On the other hand, in a later high court opinion we find the suggestion that such a crime is indeed cognizable under California law.  (People v. Coffey (1911) 161 Cal. 433, 442, 119 P. 901.) 5  And one appellate court decision has come to our attention which upheld a conviction for attempted subornation of perjury.  (People v. Gray (1942) 52 Cal.App.2d 620, 655, 656, 127 P.2d 72.)

A respected authority, while acknowledging that the case law is murky, has commented that there is “some indication of a recognition” of the crime of attempted subornation of perjury.  (2 Witkin, Cal.Crimes, § 835, p. 785.)

 We think this represents the better view.   Certainly the People of this state have a compelling interest both in preventing corrupt interference with the administration of justice and protecting themselves from exposure to such inducements to interfere with the solemn process of law.   And it cannot be doubted that the purpose of the law of attempt is both to penalize conduct which would have been harmful if not fortuitously prevented, and to permit intervention by law enforcement personnel before the harm has occurred.   We conclude, therefore, that the general attempt statute, Penal Code section 664, is a viable and legitimate tool for the protection of the People of this state from subornation of perjury in its inchoate stage.

 It then remains only to determine whether, on the facts here presented and under the general concepts and principles of the law of “attempts” embodied in Penal Code section 664, appellant's acts had sufficiently advanced past the stage of “mere preparation” to the point of “perpetration.”   We believe they did.

 While mere ineffectual solicitation of another to commit a crime does not of itself constitute an attempt to commit the crime (Ex parte Floyd (1908) 7 Cal.App. 588, 95 P. 175), solicitation in connection with other acts may suffice.  (People v.

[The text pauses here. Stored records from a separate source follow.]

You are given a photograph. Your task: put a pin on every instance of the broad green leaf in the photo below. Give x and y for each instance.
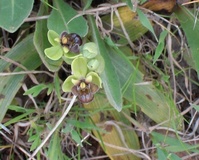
(191, 30)
(145, 22)
(13, 13)
(52, 36)
(25, 53)
(153, 102)
(109, 77)
(41, 41)
(160, 46)
(63, 19)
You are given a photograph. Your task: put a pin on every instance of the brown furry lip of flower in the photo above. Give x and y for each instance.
(72, 41)
(85, 91)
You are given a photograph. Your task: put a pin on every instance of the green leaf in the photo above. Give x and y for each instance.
(34, 91)
(13, 13)
(145, 22)
(54, 53)
(11, 84)
(64, 16)
(41, 41)
(191, 30)
(52, 36)
(79, 67)
(160, 46)
(153, 102)
(109, 77)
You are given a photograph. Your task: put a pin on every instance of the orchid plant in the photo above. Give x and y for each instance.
(86, 64)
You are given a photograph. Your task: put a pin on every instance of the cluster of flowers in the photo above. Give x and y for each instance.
(85, 60)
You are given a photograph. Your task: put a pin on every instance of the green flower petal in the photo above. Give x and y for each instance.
(52, 38)
(67, 85)
(90, 50)
(54, 53)
(93, 64)
(79, 67)
(101, 65)
(95, 79)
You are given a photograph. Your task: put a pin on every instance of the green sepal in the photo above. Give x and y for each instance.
(93, 64)
(95, 79)
(52, 38)
(101, 65)
(79, 67)
(68, 84)
(90, 50)
(54, 53)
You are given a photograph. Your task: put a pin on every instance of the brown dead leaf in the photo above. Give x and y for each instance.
(157, 5)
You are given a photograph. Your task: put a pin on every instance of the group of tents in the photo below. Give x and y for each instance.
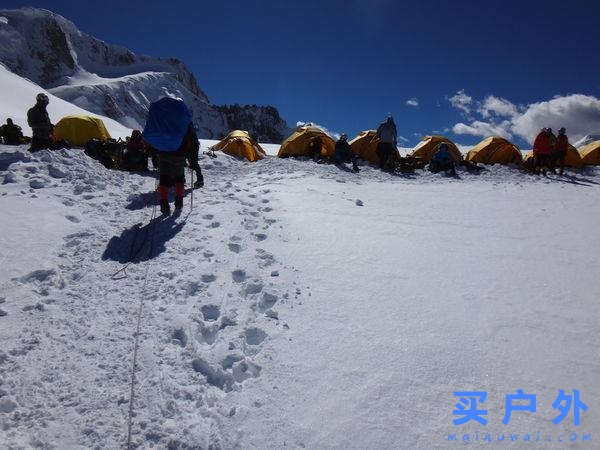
(492, 150)
(79, 130)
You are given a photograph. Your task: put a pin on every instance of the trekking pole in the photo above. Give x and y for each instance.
(192, 197)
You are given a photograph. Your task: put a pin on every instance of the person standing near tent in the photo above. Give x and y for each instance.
(170, 134)
(542, 149)
(388, 135)
(11, 133)
(192, 157)
(135, 156)
(315, 148)
(560, 151)
(39, 121)
(442, 161)
(344, 154)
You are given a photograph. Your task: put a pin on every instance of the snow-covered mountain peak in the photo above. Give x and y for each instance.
(111, 80)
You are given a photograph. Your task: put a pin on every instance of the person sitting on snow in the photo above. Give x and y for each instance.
(388, 135)
(39, 121)
(442, 161)
(11, 133)
(344, 154)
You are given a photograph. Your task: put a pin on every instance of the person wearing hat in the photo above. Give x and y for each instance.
(39, 121)
(442, 161)
(388, 135)
(344, 154)
(560, 150)
(11, 133)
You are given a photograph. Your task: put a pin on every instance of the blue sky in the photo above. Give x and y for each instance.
(346, 64)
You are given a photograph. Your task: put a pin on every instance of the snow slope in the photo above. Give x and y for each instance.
(587, 139)
(17, 95)
(296, 305)
(128, 98)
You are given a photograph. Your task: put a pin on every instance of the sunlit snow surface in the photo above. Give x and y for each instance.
(280, 313)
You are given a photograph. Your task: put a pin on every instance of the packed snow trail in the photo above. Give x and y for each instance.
(297, 305)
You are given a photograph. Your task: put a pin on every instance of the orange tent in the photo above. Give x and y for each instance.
(495, 150)
(572, 158)
(590, 154)
(239, 143)
(364, 146)
(429, 145)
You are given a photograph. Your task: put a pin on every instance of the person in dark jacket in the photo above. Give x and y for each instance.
(542, 151)
(388, 135)
(39, 121)
(344, 154)
(192, 157)
(560, 151)
(315, 148)
(442, 161)
(11, 133)
(135, 156)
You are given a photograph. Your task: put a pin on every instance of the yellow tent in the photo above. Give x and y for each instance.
(297, 143)
(365, 146)
(428, 146)
(495, 150)
(590, 154)
(239, 143)
(80, 129)
(572, 158)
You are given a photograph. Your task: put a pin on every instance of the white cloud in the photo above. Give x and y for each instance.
(461, 100)
(496, 106)
(579, 114)
(479, 128)
(334, 135)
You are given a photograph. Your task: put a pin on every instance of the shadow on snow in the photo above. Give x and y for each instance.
(142, 243)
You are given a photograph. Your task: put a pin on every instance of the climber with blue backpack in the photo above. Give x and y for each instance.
(170, 135)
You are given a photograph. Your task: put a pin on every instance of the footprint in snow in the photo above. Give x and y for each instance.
(208, 278)
(239, 275)
(254, 336)
(210, 312)
(235, 248)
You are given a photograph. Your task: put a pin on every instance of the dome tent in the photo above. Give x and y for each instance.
(239, 143)
(572, 158)
(297, 143)
(590, 154)
(429, 145)
(167, 124)
(364, 146)
(78, 130)
(495, 150)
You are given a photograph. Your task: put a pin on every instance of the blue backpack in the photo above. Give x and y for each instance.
(167, 123)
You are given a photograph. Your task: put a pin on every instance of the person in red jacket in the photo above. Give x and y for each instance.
(560, 150)
(542, 150)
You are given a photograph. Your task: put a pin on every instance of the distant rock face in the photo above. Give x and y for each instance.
(262, 121)
(113, 81)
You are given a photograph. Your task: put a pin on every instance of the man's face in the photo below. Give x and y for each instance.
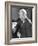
(21, 15)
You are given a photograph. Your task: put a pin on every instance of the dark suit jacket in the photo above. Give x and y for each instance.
(24, 28)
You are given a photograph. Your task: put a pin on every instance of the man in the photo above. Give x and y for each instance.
(24, 25)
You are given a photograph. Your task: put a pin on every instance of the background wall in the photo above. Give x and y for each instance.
(2, 21)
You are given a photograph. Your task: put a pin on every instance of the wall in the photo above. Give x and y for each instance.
(2, 20)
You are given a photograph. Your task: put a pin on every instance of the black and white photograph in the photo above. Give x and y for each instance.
(21, 21)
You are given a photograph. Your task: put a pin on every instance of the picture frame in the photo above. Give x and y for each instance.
(8, 18)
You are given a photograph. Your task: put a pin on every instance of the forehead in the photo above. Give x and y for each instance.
(23, 11)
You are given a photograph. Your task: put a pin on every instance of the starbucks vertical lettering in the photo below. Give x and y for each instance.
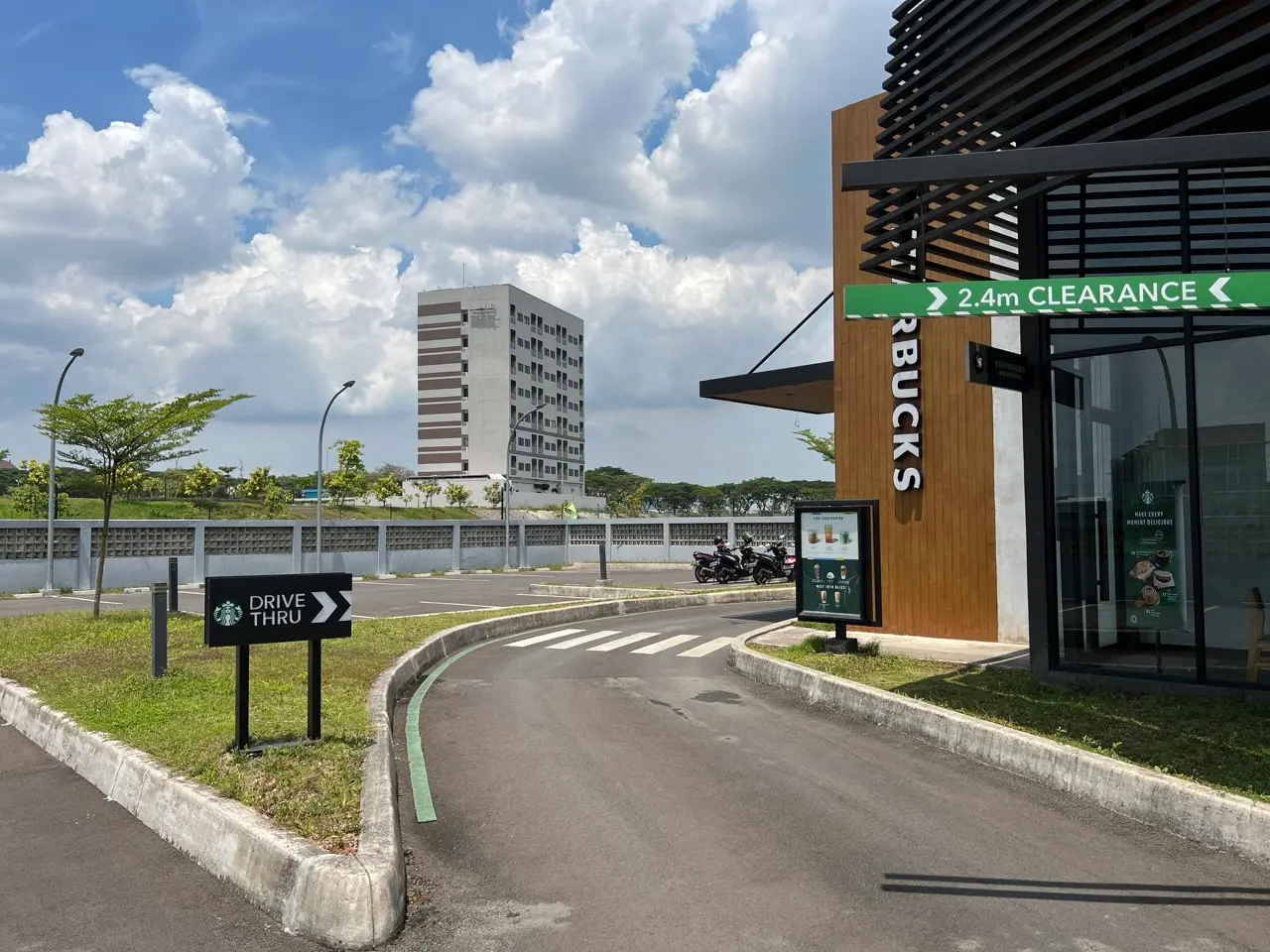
(907, 416)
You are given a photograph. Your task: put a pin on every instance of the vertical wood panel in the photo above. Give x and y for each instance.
(938, 543)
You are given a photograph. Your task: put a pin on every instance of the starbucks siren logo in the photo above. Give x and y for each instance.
(227, 613)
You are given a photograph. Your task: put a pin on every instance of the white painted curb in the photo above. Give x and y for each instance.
(1189, 810)
(343, 901)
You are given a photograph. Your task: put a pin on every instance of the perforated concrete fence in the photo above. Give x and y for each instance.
(139, 551)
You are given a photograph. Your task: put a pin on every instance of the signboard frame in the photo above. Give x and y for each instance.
(867, 556)
(277, 608)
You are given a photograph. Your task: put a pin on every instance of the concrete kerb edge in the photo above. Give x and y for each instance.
(343, 901)
(1189, 810)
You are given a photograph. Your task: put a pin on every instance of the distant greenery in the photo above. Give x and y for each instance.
(630, 494)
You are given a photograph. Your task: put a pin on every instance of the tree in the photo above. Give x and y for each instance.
(494, 493)
(457, 495)
(349, 480)
(822, 445)
(430, 490)
(126, 433)
(386, 488)
(200, 483)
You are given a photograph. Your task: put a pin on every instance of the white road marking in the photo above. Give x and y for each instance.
(625, 642)
(549, 636)
(663, 645)
(583, 640)
(702, 651)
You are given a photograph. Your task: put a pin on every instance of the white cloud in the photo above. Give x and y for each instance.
(126, 240)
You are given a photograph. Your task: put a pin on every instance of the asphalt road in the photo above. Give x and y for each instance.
(397, 597)
(619, 800)
(79, 874)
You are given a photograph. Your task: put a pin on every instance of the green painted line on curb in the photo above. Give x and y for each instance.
(425, 811)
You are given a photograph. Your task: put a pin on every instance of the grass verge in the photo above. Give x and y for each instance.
(98, 673)
(1220, 742)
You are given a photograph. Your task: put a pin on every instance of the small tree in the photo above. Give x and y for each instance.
(821, 445)
(200, 483)
(385, 489)
(119, 433)
(494, 493)
(430, 490)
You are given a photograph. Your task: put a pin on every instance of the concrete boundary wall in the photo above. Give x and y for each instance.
(139, 549)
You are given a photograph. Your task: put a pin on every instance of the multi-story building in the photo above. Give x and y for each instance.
(492, 359)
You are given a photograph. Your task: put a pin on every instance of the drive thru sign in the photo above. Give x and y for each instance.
(1061, 296)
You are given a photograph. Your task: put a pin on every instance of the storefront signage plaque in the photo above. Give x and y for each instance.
(1151, 565)
(1060, 296)
(835, 549)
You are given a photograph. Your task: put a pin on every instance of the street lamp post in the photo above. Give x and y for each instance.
(53, 475)
(321, 430)
(507, 488)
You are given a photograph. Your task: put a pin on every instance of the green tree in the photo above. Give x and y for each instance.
(821, 445)
(494, 493)
(430, 490)
(126, 433)
(386, 488)
(349, 480)
(457, 495)
(200, 483)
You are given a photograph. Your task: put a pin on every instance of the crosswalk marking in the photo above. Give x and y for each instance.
(583, 640)
(663, 645)
(549, 636)
(625, 642)
(702, 651)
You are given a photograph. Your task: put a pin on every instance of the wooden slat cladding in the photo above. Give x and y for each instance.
(938, 542)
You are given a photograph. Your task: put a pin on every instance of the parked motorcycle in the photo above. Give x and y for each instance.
(774, 562)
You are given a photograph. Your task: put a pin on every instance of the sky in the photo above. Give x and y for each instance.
(248, 194)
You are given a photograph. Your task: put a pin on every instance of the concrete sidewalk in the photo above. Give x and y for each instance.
(992, 654)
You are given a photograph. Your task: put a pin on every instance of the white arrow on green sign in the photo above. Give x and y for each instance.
(1116, 295)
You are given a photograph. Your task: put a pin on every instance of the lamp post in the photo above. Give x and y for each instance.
(507, 488)
(321, 430)
(53, 475)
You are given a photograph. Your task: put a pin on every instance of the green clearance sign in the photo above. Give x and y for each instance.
(1118, 295)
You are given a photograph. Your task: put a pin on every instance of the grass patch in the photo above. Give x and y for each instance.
(1222, 742)
(79, 508)
(99, 674)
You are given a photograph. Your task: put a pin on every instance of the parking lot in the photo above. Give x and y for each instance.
(395, 598)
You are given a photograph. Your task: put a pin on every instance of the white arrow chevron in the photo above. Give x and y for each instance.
(327, 607)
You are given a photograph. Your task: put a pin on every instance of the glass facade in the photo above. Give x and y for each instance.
(1159, 512)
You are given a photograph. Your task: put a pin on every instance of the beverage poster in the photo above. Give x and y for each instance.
(832, 572)
(1150, 532)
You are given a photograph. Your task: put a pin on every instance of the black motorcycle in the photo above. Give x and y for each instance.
(774, 562)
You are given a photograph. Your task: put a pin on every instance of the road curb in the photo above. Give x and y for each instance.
(1189, 810)
(757, 593)
(343, 901)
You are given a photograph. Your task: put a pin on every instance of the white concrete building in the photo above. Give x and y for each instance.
(488, 356)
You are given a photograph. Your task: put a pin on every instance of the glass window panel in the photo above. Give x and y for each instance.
(1120, 513)
(1232, 399)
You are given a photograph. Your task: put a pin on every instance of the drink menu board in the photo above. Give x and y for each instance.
(829, 563)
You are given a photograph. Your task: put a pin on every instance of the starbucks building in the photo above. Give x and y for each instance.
(1052, 333)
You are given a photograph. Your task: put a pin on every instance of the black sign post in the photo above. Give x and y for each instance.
(263, 610)
(837, 552)
(994, 367)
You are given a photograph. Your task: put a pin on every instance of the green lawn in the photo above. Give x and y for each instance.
(1220, 742)
(226, 509)
(99, 673)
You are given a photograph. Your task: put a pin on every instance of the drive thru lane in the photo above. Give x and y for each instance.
(612, 800)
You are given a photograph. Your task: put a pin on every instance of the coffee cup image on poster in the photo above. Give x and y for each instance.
(829, 536)
(832, 587)
(1152, 569)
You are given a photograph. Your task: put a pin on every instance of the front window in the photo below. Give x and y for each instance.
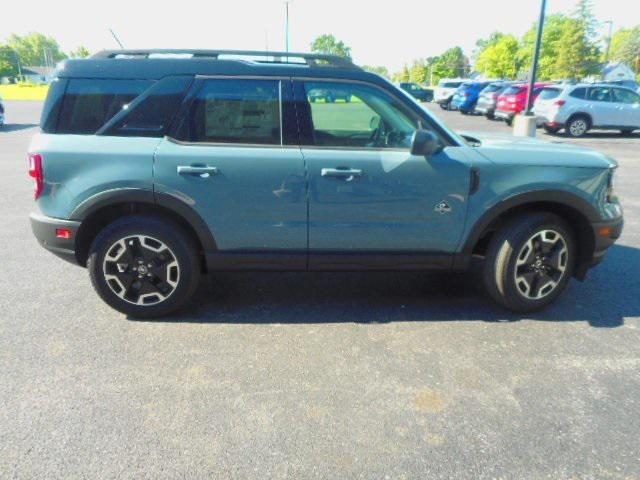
(235, 111)
(371, 118)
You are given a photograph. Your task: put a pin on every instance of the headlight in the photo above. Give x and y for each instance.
(611, 197)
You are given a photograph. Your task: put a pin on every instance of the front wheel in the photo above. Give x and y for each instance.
(529, 262)
(144, 266)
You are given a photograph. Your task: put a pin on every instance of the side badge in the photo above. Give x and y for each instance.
(443, 207)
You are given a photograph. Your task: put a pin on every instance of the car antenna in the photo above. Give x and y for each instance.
(116, 39)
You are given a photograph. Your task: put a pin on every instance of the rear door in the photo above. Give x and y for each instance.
(628, 106)
(234, 158)
(367, 193)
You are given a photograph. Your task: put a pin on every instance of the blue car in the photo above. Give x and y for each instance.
(466, 96)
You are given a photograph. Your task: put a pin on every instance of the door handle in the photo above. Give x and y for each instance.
(349, 174)
(202, 172)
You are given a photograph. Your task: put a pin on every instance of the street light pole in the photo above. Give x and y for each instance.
(536, 57)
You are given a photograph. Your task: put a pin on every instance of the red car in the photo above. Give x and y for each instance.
(514, 100)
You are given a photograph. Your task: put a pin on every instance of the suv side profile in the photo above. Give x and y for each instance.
(579, 108)
(154, 168)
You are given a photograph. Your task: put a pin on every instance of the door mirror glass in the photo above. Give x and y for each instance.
(425, 143)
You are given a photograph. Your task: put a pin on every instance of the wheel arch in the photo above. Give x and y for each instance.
(577, 212)
(107, 207)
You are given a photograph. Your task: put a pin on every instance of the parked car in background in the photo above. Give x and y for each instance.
(513, 100)
(445, 90)
(330, 96)
(417, 92)
(579, 108)
(466, 96)
(488, 98)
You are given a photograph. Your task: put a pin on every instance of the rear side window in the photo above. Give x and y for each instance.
(513, 90)
(88, 103)
(549, 93)
(235, 111)
(580, 92)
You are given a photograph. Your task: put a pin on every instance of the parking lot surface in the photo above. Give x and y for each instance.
(317, 375)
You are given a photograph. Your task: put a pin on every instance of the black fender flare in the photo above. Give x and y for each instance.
(559, 197)
(146, 196)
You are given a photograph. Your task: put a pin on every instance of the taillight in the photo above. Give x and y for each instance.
(36, 172)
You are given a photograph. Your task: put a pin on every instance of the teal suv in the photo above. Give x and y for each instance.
(156, 167)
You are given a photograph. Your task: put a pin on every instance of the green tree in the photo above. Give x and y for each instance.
(500, 59)
(379, 69)
(452, 63)
(625, 46)
(36, 49)
(329, 44)
(8, 63)
(403, 75)
(577, 56)
(80, 52)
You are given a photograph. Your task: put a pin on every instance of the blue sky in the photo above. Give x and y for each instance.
(380, 32)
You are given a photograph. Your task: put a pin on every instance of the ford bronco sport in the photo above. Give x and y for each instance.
(154, 167)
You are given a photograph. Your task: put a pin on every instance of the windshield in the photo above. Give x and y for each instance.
(513, 90)
(549, 93)
(450, 84)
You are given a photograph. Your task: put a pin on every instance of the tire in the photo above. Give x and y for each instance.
(577, 126)
(515, 277)
(160, 271)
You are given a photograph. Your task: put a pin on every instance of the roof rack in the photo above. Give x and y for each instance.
(311, 59)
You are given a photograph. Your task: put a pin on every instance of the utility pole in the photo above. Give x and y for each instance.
(536, 57)
(606, 57)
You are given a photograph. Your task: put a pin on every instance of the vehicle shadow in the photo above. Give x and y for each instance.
(604, 300)
(15, 127)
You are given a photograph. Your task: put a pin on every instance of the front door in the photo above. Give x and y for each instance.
(367, 193)
(235, 163)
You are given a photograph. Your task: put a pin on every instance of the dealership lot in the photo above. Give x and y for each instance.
(317, 375)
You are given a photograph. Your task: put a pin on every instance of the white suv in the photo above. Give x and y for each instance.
(443, 93)
(578, 108)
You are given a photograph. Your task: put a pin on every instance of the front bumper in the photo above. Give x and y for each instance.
(504, 114)
(44, 229)
(606, 233)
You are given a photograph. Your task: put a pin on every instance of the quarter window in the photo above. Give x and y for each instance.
(235, 111)
(89, 104)
(600, 94)
(625, 96)
(366, 117)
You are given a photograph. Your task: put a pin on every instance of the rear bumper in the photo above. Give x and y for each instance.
(44, 229)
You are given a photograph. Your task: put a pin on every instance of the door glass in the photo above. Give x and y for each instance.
(600, 94)
(366, 118)
(625, 96)
(235, 111)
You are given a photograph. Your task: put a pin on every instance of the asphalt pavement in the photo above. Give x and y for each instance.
(369, 376)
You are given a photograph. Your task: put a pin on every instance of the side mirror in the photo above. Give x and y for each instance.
(425, 143)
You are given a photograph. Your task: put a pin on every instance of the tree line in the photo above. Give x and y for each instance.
(571, 49)
(34, 50)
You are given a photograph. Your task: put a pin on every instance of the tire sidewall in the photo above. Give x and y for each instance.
(503, 270)
(168, 233)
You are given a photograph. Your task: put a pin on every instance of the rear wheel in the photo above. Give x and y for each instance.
(529, 262)
(144, 266)
(577, 126)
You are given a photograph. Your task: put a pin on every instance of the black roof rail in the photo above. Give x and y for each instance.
(311, 59)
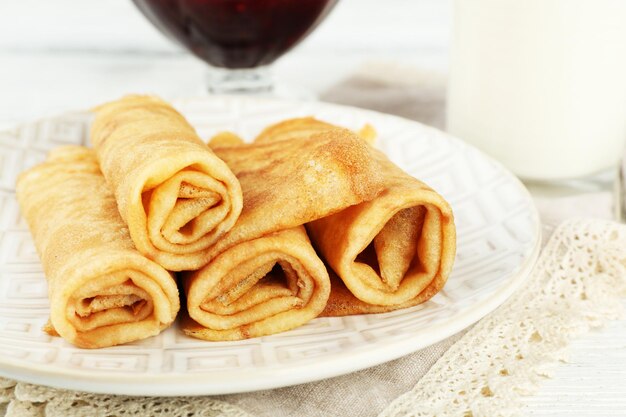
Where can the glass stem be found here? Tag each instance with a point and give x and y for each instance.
(240, 81)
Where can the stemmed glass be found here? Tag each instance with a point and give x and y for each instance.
(239, 39)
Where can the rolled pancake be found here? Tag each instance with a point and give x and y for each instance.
(259, 287)
(175, 195)
(102, 291)
(392, 251)
(264, 276)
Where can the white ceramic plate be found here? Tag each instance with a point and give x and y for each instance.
(498, 242)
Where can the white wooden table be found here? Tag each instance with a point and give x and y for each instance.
(58, 55)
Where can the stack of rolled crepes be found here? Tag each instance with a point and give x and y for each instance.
(102, 291)
(249, 266)
(392, 251)
(265, 276)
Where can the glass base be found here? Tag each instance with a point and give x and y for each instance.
(254, 81)
(240, 81)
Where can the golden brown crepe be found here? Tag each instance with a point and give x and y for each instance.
(175, 195)
(102, 291)
(259, 287)
(264, 276)
(393, 251)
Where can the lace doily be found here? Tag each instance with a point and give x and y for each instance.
(576, 285)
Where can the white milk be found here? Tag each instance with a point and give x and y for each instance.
(540, 84)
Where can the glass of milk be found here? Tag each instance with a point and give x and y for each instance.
(540, 84)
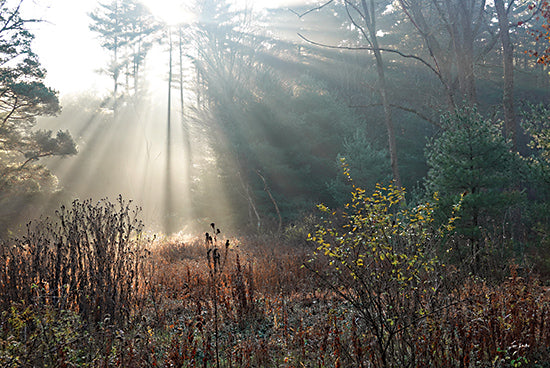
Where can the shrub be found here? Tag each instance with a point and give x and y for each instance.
(91, 261)
(381, 261)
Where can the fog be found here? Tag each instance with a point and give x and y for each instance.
(239, 112)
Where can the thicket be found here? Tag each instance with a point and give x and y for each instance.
(369, 291)
(90, 261)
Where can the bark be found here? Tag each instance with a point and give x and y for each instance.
(510, 123)
(370, 23)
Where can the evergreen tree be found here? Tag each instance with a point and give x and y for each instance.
(127, 30)
(471, 159)
(24, 97)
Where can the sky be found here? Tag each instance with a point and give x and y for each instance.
(69, 50)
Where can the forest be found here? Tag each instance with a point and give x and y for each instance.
(326, 183)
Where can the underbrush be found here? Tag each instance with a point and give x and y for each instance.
(247, 302)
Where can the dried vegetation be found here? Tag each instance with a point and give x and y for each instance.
(90, 290)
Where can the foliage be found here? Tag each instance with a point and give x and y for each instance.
(366, 165)
(127, 30)
(381, 261)
(23, 98)
(471, 159)
(542, 9)
(290, 319)
(536, 121)
(89, 261)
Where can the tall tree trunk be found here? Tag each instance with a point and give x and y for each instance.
(370, 22)
(510, 123)
(168, 190)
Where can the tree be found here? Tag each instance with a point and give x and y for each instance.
(470, 159)
(543, 8)
(127, 30)
(450, 29)
(24, 97)
(508, 65)
(363, 16)
(380, 258)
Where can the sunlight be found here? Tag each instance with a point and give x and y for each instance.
(175, 12)
(170, 11)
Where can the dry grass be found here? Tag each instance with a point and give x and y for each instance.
(262, 309)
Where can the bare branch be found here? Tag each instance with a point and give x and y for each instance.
(368, 48)
(407, 109)
(312, 9)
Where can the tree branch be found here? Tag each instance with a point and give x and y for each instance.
(407, 109)
(312, 9)
(407, 56)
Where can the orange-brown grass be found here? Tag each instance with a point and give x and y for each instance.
(263, 309)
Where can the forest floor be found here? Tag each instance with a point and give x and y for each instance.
(254, 304)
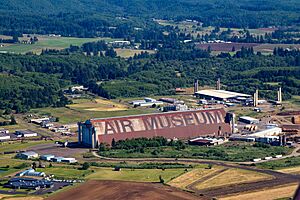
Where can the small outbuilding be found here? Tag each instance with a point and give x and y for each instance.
(28, 155)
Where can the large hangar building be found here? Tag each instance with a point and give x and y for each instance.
(220, 95)
(181, 125)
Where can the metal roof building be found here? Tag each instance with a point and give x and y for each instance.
(28, 155)
(220, 95)
(180, 124)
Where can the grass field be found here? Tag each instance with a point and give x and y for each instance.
(141, 175)
(291, 170)
(67, 173)
(97, 105)
(18, 145)
(282, 192)
(281, 164)
(230, 151)
(46, 42)
(86, 109)
(126, 53)
(232, 176)
(190, 177)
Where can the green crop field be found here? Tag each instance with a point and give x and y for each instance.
(14, 146)
(66, 172)
(67, 115)
(82, 110)
(230, 151)
(143, 175)
(46, 42)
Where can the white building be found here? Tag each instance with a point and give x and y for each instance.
(28, 155)
(25, 133)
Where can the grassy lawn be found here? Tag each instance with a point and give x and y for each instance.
(46, 42)
(66, 173)
(230, 151)
(143, 175)
(14, 146)
(74, 113)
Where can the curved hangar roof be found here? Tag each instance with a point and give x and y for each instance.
(186, 125)
(223, 94)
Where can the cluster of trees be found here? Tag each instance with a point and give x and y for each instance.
(12, 121)
(21, 92)
(118, 18)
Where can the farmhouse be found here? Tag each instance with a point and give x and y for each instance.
(180, 124)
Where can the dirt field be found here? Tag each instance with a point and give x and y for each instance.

Lanzit (1925) 70 Cal.App. 498, 233 P. 816.)   Here, appellant not only solicitated the attempted false testimony, but proceeded to meet the prospective perjurers at his bank and then withdrew funds as a “downpayment” on the perjury.   Such conduct in our view goes far beyond “mere preparation,” and so justifies his conviction of attempted subornation of perjury.   Indeed, it is difficult to conceive of a situation, short of the actual commission of perjury itself, in which subornation of perjury could arrive closer to the point of consummation.

The judgment is affirmed.


3.   While not free from ambiguity, the definition of “suborn” given in Webster's New International Dictionary (2d ed. unabridged) implies consummation of the connected perjury, i.e., “To procure (another) to commit perjury.”

4.   People v. Thomas, supra, in the 100 years subsequent to its publication, has not once been cited in a California case.

5.   There, in a learned and lengthy discussion by Justice Henshaw on the nature of accomplice culpability, the following language appears as part of a hypothetical discussion of Penal Code section 654:  “And as specific illustrations, subornation of perjury is declared a crime punishable by imprisonment in the state prison for not less than one nor more than fourteen years.  (Pen.Code, §§ 126, 127.)   A futile effort to induce a witness to commit perjury may be punished as an attempt under section 664 of the Penal Code, ․”See also, seemingly to the same effect, People v. Baker (1978) 88 Cal.App.3d 115, 122, 151 Cal.Rptr. 362.   As part of a discussion of the marital privilege against disclosure of confidential interspousal communications, there occurs this language:  “In addition, under Evidence Code section 981, ‘[t]here is no privilege ․ if the communication was made, in whole or in part, to enable or aid anyone to commit or plan to commit a crime or a fraud.’   Appellant's conversations with Marr were attempts to suppress evidence and induce false testimony, and both are crimes.  (Pen.Code, §§ 118, 127.)”  (Id., at pp. 121–122, 151 Cal.Rptr. 362.)

 NEWSOM, Associate Justice.

ELKINGTON, Acting P.J., and HOLMDAHL, J., concur.